Roland Jouvent
The Brain as Magician Publication date : January 3, 2013
When reviewing an argument mentally, or recounting it to someone else, we are prone to mix up what we really said with what we wish we had said, so that we come out looking much better. The brain is like a magician: it plays tricks on us. It is capable of giving us a picture of reality that is not a true copy, in order to give us pleasure, or to satisfy us, or simply to keep us from experiencing stress or displeasure.
Using clinical as well as neurobiological examples, Roland Jouvent explains how and why mental illnesses are dysfunctions of the brain as magician. When the brain fails to operate its magic, the psyche meets reality in a head-on collision — and collapses.
Jouvent's new approach to the brain — for which he was awarded a silver medal by the CNRS — explains why all forms of psychotherapy, from amulets to psychoanalysis and behaviourism, are effective, since each, in its own way, seeks to restore the brain's magic powers.
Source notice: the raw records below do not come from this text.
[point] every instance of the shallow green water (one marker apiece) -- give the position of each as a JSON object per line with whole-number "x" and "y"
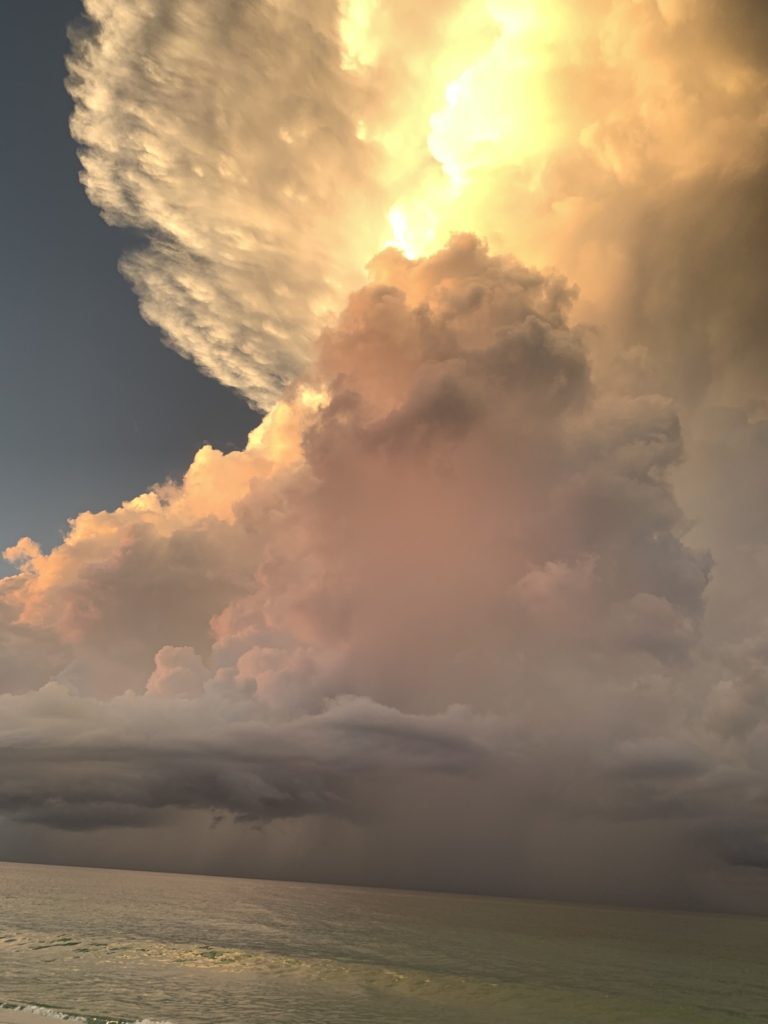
{"x": 190, "y": 949}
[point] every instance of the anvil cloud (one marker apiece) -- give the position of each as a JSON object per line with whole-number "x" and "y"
{"x": 481, "y": 603}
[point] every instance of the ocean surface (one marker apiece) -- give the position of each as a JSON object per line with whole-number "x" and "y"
{"x": 109, "y": 945}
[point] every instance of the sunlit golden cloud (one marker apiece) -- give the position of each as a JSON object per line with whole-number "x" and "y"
{"x": 478, "y": 262}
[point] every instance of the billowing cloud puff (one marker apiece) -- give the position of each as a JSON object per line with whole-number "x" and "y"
{"x": 266, "y": 151}
{"x": 444, "y": 556}
{"x": 481, "y": 603}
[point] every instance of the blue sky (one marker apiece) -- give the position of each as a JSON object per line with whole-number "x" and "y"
{"x": 93, "y": 408}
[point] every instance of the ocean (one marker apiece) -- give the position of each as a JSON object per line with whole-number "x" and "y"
{"x": 110, "y": 945}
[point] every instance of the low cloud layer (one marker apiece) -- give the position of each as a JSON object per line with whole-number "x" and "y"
{"x": 448, "y": 570}
{"x": 481, "y": 603}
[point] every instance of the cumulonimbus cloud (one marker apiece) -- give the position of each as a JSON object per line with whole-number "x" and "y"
{"x": 476, "y": 562}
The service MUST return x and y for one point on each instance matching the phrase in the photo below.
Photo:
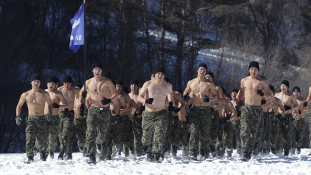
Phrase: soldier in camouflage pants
(66, 129)
(137, 132)
(98, 123)
(35, 129)
(251, 117)
(199, 128)
(127, 135)
(154, 126)
(224, 140)
(52, 128)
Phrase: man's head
(271, 88)
(159, 73)
(284, 86)
(119, 85)
(209, 75)
(202, 68)
(78, 86)
(134, 85)
(35, 81)
(97, 69)
(234, 92)
(296, 91)
(67, 80)
(51, 82)
(253, 68)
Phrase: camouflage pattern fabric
(98, 123)
(251, 117)
(224, 139)
(214, 130)
(154, 126)
(137, 132)
(66, 129)
(127, 135)
(184, 136)
(286, 131)
(298, 132)
(35, 129)
(80, 128)
(199, 128)
(52, 129)
(236, 131)
(274, 134)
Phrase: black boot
(42, 156)
(61, 155)
(149, 157)
(92, 159)
(69, 156)
(30, 160)
(51, 154)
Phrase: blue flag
(77, 33)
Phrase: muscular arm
(21, 101)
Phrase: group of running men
(155, 120)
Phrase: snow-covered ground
(294, 164)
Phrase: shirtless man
(275, 113)
(137, 117)
(36, 121)
(298, 115)
(127, 131)
(216, 106)
(52, 127)
(179, 104)
(66, 115)
(155, 117)
(80, 123)
(290, 104)
(200, 113)
(100, 91)
(254, 89)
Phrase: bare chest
(36, 97)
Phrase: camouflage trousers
(298, 133)
(115, 136)
(224, 139)
(251, 117)
(286, 131)
(98, 123)
(175, 134)
(199, 128)
(80, 128)
(137, 132)
(66, 130)
(154, 126)
(52, 129)
(35, 129)
(275, 125)
(127, 135)
(236, 126)
(266, 132)
(214, 130)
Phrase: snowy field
(294, 164)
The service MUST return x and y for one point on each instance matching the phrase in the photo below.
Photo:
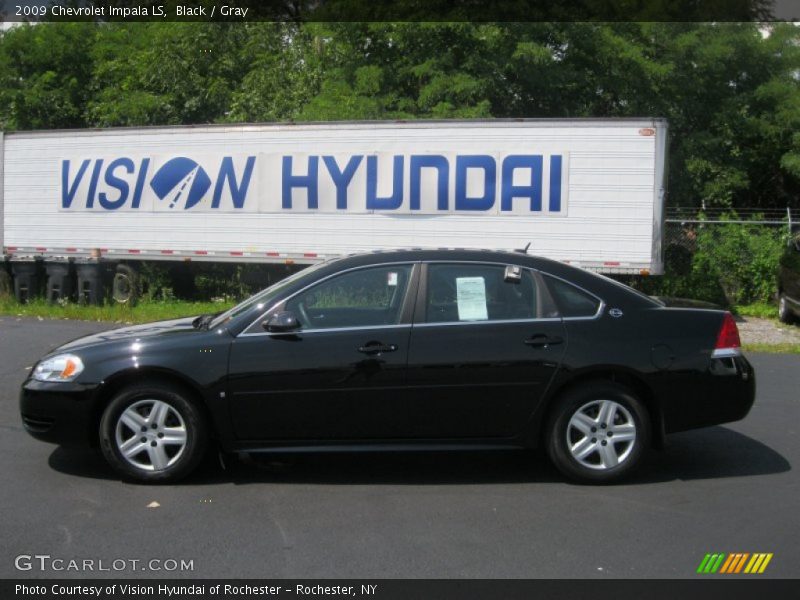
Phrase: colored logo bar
(736, 562)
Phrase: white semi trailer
(589, 192)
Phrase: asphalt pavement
(728, 489)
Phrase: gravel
(754, 330)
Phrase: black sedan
(402, 350)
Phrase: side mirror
(281, 322)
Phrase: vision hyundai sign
(425, 183)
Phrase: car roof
(593, 282)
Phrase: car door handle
(540, 340)
(377, 348)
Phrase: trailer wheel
(125, 287)
(6, 288)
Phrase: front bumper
(59, 413)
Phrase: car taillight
(728, 342)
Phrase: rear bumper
(59, 413)
(724, 393)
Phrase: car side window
(572, 301)
(362, 298)
(471, 292)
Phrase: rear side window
(470, 292)
(572, 301)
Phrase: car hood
(157, 329)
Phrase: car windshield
(263, 298)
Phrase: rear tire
(152, 432)
(784, 312)
(598, 433)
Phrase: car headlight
(64, 367)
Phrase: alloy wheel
(601, 434)
(151, 435)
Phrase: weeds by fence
(728, 258)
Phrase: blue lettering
(479, 161)
(68, 191)
(342, 179)
(533, 191)
(227, 173)
(309, 181)
(137, 191)
(442, 167)
(555, 183)
(392, 202)
(118, 184)
(93, 183)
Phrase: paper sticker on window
(471, 296)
Instead of seeing the brain as a calculator, simulator, or machine, Roland Jouvent views it as a creator endowed with magic powers. He proposes a new theory of mental illnesses, such as manias and depression, and a new explanation of dreams.
This book will make you understand why the adventures of Harry Potter have been such a worldwide success — and not only among the young.
You will also understand why you were right to choose whatever form of psychotherapy that worked for you.
This fascinating, accessible, jargon-free book is illustrated with many clinical examples.
Roland Jouvent, a psychiatrist, is a senior research fellow at the Centre National de la Recherche Scientifique (CNRS). He heads the Laboratory on Personality and Adaptive Behaviour at Hôpital de la Salpêtrière, in Paris.